Roche killed both of its Huntington's disease gene-silencing drugs after a decade of work, leaving patients without any approved disease-modifying treatment. The field isn't dead, but the biggest pharma player just left the building.
Imagine spending over a decade building a house only to discover the foundation can't hold it. That's roughly what happened to Roche's Huntington's disease program.
On July 9, the Swiss pharma giant announced it was permanently shutting down both of its Huntington's gene-silencing drugs: tominersen and RG6496. No further trials. No compassionate use. No open-label extensions. The lights are off and the doors are locked.
For the roughly 41,000 symptomatic Americans (and over 200,000 more who carry the gene), this is devastating. Huntington's disease has no approved treatment that slows or stops its progression. Every drug on the market just manages symptoms. Roche was supposed to change that.
Tominersen was an antisense oligonucleotide, or ASO: a short strand of synthetic genetic material designed to silence the huntingtin gene. Think of it like a mute button for the protein that slowly destroys the brains of Huntington's patients.

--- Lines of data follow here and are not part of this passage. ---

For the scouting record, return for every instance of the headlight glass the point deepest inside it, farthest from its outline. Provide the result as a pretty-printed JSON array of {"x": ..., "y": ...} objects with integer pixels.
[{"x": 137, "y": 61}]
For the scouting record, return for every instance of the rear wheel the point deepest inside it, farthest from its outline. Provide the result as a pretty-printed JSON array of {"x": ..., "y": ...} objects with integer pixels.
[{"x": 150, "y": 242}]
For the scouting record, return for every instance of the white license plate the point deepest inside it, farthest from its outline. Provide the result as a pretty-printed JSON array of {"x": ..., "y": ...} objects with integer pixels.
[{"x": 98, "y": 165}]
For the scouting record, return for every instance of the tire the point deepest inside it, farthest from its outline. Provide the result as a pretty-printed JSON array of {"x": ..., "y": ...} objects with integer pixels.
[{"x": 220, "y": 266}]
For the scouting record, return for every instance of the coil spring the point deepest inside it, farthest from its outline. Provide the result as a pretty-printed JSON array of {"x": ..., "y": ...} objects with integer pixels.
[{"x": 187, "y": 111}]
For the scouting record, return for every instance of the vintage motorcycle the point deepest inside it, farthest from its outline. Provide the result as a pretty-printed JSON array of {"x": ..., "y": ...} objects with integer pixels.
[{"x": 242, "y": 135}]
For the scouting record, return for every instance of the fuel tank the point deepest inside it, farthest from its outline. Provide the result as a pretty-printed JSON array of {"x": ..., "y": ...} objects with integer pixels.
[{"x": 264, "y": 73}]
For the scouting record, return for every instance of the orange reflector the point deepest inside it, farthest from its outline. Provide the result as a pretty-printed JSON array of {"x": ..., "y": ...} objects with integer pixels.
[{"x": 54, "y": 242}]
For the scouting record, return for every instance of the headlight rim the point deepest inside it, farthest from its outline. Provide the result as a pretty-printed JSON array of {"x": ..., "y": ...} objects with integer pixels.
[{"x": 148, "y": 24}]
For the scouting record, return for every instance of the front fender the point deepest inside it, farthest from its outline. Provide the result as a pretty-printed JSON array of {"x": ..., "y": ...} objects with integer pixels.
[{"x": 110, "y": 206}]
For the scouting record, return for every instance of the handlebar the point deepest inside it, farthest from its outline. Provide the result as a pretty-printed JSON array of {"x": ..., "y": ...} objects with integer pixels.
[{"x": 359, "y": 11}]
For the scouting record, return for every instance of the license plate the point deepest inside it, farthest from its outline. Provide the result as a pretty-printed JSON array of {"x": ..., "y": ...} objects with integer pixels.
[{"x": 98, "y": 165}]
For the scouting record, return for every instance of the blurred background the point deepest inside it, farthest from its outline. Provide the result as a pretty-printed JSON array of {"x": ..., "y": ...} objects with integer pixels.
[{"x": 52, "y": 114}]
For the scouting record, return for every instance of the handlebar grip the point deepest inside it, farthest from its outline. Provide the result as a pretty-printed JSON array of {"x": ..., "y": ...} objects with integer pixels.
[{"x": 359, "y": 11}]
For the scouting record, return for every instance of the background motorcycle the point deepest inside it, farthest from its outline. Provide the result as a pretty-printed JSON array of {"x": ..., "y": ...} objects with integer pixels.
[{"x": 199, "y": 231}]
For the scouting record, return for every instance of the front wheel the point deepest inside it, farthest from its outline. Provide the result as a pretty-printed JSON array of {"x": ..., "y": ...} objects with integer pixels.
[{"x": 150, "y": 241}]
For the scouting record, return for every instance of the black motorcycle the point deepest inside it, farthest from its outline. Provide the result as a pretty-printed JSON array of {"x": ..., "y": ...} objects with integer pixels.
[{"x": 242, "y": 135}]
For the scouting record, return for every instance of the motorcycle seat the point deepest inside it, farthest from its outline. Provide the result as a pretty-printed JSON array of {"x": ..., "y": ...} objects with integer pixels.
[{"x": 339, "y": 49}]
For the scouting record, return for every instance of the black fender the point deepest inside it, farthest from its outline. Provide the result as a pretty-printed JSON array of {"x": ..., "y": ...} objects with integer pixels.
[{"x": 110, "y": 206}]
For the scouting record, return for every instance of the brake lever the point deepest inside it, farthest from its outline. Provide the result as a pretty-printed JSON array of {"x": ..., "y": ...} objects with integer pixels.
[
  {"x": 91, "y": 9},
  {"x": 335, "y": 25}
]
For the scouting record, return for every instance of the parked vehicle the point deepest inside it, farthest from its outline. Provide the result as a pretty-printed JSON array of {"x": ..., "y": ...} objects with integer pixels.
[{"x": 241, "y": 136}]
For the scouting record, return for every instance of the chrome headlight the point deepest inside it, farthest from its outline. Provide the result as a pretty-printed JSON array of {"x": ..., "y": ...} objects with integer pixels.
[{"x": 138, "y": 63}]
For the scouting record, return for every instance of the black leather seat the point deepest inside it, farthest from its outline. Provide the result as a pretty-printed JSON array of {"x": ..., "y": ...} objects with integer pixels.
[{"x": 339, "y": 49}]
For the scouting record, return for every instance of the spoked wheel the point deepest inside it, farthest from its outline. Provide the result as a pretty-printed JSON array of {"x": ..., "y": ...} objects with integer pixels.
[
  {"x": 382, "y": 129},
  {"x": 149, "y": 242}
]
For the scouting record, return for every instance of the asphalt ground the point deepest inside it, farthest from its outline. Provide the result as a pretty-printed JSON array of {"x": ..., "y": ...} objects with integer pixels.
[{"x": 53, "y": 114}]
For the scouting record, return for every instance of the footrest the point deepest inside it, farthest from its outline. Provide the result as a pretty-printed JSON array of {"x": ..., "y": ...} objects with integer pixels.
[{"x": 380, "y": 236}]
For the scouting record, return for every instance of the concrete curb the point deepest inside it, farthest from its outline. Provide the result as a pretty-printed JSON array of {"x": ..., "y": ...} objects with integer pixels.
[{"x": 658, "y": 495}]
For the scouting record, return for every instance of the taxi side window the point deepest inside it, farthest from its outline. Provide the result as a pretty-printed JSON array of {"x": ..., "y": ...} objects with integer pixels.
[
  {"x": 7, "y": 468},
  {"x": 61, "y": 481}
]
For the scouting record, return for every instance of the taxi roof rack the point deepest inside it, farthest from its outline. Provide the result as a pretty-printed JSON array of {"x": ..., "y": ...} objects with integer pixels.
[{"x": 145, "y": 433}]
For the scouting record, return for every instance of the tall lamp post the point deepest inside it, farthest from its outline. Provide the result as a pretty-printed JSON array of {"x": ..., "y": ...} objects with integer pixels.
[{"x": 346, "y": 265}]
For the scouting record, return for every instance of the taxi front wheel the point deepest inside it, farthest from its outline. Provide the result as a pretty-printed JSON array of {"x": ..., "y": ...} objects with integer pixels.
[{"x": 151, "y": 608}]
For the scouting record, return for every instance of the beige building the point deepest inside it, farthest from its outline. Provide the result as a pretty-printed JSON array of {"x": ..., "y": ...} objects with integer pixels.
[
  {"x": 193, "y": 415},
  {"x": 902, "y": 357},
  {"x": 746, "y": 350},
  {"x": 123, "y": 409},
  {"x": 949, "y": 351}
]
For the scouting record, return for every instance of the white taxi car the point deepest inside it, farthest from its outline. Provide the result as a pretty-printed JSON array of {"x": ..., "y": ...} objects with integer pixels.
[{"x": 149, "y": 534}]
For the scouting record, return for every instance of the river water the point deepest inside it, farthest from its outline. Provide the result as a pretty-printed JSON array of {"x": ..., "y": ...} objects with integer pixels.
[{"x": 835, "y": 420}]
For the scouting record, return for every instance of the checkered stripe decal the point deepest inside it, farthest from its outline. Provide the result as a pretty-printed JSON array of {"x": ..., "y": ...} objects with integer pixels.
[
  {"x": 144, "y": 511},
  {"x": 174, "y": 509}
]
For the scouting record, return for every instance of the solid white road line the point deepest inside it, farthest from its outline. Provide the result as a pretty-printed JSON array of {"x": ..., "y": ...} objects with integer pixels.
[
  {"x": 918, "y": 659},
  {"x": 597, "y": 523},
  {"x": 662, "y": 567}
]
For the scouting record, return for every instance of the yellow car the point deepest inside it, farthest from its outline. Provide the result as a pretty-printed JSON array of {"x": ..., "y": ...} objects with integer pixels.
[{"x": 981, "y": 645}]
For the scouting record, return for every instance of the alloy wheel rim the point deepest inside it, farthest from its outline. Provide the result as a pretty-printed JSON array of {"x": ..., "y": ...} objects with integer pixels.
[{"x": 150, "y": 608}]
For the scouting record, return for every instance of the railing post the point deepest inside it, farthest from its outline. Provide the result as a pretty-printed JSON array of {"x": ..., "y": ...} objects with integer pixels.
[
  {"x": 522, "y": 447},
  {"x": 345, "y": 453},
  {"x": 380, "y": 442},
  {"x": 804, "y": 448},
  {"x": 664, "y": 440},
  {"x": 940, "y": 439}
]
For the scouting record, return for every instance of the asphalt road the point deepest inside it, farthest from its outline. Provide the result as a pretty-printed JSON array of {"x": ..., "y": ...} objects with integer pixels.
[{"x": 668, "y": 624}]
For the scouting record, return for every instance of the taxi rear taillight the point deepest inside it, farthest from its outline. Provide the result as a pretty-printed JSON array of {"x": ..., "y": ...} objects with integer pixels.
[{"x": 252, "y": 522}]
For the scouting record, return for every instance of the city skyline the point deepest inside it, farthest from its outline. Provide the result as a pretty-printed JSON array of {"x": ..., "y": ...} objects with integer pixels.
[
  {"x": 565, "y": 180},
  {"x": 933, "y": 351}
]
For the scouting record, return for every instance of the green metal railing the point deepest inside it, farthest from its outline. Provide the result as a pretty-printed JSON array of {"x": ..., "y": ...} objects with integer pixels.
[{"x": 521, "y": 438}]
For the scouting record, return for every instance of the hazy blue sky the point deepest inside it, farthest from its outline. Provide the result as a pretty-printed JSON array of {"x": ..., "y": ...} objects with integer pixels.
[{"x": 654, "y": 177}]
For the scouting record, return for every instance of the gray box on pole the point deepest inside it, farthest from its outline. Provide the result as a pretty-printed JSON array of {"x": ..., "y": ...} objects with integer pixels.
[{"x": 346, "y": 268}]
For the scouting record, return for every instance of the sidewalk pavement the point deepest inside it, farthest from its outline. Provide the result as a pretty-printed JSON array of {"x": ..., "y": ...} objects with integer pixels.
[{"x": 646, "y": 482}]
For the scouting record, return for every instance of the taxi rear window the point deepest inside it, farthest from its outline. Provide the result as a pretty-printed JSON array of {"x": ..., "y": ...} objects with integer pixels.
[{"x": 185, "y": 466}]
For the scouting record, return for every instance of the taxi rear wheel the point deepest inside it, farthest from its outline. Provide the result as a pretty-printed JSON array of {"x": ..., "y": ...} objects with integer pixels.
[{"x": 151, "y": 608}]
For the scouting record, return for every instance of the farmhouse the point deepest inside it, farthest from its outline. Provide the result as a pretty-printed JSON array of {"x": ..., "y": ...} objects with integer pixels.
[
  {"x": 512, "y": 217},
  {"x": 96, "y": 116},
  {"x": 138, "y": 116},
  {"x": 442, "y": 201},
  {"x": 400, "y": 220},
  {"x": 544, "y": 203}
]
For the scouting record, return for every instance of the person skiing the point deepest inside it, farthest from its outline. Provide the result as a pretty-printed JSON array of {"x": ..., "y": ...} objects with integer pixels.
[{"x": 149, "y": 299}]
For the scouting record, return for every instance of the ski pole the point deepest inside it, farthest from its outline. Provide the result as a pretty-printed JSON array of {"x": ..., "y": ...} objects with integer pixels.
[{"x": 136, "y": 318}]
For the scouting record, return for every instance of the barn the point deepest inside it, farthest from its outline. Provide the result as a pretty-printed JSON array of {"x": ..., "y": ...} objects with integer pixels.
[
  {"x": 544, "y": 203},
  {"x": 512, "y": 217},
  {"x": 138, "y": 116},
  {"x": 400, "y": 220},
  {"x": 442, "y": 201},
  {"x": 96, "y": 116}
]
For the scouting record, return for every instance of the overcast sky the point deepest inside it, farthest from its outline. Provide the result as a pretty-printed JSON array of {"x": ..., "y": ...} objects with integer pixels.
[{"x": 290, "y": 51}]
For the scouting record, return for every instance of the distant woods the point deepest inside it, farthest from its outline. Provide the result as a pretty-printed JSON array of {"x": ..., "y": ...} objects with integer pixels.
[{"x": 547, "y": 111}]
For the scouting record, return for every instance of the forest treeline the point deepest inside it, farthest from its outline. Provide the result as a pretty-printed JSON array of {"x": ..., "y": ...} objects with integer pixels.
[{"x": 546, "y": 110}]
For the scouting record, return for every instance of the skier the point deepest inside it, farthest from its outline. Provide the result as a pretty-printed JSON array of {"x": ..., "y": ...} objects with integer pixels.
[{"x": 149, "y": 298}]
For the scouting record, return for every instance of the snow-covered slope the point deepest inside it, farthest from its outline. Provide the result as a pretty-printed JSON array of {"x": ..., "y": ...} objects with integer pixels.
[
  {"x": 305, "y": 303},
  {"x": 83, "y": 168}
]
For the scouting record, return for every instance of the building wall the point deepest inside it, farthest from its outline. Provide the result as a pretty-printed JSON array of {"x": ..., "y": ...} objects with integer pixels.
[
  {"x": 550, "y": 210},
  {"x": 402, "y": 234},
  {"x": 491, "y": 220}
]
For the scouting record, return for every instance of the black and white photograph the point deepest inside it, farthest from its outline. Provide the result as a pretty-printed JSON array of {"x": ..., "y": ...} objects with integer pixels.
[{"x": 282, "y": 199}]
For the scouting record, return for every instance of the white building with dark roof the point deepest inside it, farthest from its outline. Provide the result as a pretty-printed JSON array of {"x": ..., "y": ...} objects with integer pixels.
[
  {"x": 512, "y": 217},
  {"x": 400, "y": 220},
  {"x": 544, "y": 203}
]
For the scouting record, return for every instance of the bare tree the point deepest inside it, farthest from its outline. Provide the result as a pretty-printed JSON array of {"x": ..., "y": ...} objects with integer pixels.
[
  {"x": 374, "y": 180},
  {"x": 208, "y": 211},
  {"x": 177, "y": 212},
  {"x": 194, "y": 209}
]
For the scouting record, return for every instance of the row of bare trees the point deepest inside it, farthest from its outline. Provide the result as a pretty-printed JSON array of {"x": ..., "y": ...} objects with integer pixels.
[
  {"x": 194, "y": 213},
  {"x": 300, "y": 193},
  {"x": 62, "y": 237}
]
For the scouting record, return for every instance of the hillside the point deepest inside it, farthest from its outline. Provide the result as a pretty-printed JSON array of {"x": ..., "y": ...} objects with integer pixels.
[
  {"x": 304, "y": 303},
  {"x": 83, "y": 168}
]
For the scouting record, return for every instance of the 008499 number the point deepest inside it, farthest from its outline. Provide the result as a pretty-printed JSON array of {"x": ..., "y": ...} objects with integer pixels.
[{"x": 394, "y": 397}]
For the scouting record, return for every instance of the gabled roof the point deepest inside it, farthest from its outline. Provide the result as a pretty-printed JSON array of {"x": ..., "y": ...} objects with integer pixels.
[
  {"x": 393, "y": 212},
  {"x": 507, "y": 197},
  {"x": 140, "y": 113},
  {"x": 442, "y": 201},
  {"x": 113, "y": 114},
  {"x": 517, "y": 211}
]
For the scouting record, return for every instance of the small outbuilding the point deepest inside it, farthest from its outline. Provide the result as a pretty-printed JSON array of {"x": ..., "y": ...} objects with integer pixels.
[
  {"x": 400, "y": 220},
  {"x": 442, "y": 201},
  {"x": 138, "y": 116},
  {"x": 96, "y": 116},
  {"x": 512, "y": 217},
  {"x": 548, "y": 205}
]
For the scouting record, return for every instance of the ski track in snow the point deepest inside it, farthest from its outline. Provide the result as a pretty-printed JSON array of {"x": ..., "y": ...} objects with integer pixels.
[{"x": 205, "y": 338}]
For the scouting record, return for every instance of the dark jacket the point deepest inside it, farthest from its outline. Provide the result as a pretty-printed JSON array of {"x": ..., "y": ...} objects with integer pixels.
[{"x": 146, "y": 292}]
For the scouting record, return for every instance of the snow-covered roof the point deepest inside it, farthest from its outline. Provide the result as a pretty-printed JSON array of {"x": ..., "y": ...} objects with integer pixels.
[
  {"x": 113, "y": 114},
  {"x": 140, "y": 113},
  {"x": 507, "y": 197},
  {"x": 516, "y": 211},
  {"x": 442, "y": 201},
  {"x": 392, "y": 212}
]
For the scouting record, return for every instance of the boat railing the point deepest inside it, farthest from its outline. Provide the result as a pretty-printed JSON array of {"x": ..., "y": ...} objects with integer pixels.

The concept was elegant. Early data from a small Phase 1/2a study showed the drug cut levels of the toxic protein by about 38% in spinal fluid. Roche licensed it from Ionis Pharmaceuticals in 2017 and charged into a massive Phase 3 trial called GENERATION HD1, enrolling roughly 791 patients across 18 countries.
Then things went sideways. In March 2021, an independent safety board pulled the plug on dosing. Patients who received the drug every two months were actually getting worse faster than those on placebo. Not just failing to improve; actively declining. The higher the exposure, the worse the outcome.
Roche didn't give up entirely. Post-hoc analyses (the biotech equivalent of reviewing game tape after a loss) hinted that younger patients with milder disease might still benefit. So the company designed a more targeted Phase 2 trial, GENERATION HD2, testing lower doses in earlier-stage patients.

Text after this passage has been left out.